右図の右側は歯の周りに歯垢がたくさん残っているひとのポケットの中を、左はしっかりブラッシングのできている人のポケットの中をあらわしたものです。
実はポケットの入り口をきちんと磨いて歯垢をできる限り少なくすることで、ポケットの特に悪い細菌が少なくなっていくのです。
日常臨床でしばしば悩んでしまうことがあります。
それはブラッシングがうまくできなくて歯垢(プラーク)がどっさり付着しているにもかかわらず歯周病が進行していない人がいれば、一方で一所懸命ブラッシングをしていてプラークもそれなりに取れているのに歯周病が進行してしまう人がいるということです。
最近は歯周病は歯垢がたくさん付いていれば進行するのではなく、歯周病菌を発症させ、進行させる(病原性のある・・・という)細菌がいるかによるということがわかっています。
ブラッシングさえしていれば悪くならない、というわけにはいかない。
そこに、この病気の難しさです。
しかしこれらの細菌=プラークが発症させているのだとすれば、歯ブラシをしたり、マウスリンスをすることで取り除いてしまえばいいのですが、実際はそう簡単なことでなありません。

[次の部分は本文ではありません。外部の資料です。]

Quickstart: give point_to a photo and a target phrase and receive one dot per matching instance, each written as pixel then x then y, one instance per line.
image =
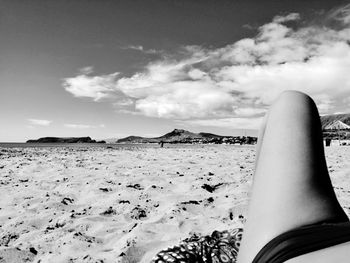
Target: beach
pixel 125 203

実は細菌ははじめ上図の(1)のようにばらばらな状態です。しかししばらくするとこれら細菌がお互いに手をつなぎ合いはじめ、簡単な歯ブラシによるブラッシングや、マウスリンスでは取り除けないスライムのような膜をもった(4)かたまりを形成していきます。
舌で歯を触るとヌルヌルしている。
キッチンの流しの掃除をサボっているとヌルヌルしている。
これらはよく似ていて、細菌でできたバイオフィルムといいます。
流しでしたらはずしてぶらしでこすったり、塩素系消毒剤に浸けたりもできるでしょう。
しかし、歯はそうはいきません。
これを除去できるのは機械的にこすり取るしかありません。
歯科医院での定期的なプロフェッショナル・クリーニング(PMTC)によってのみ、除去できます。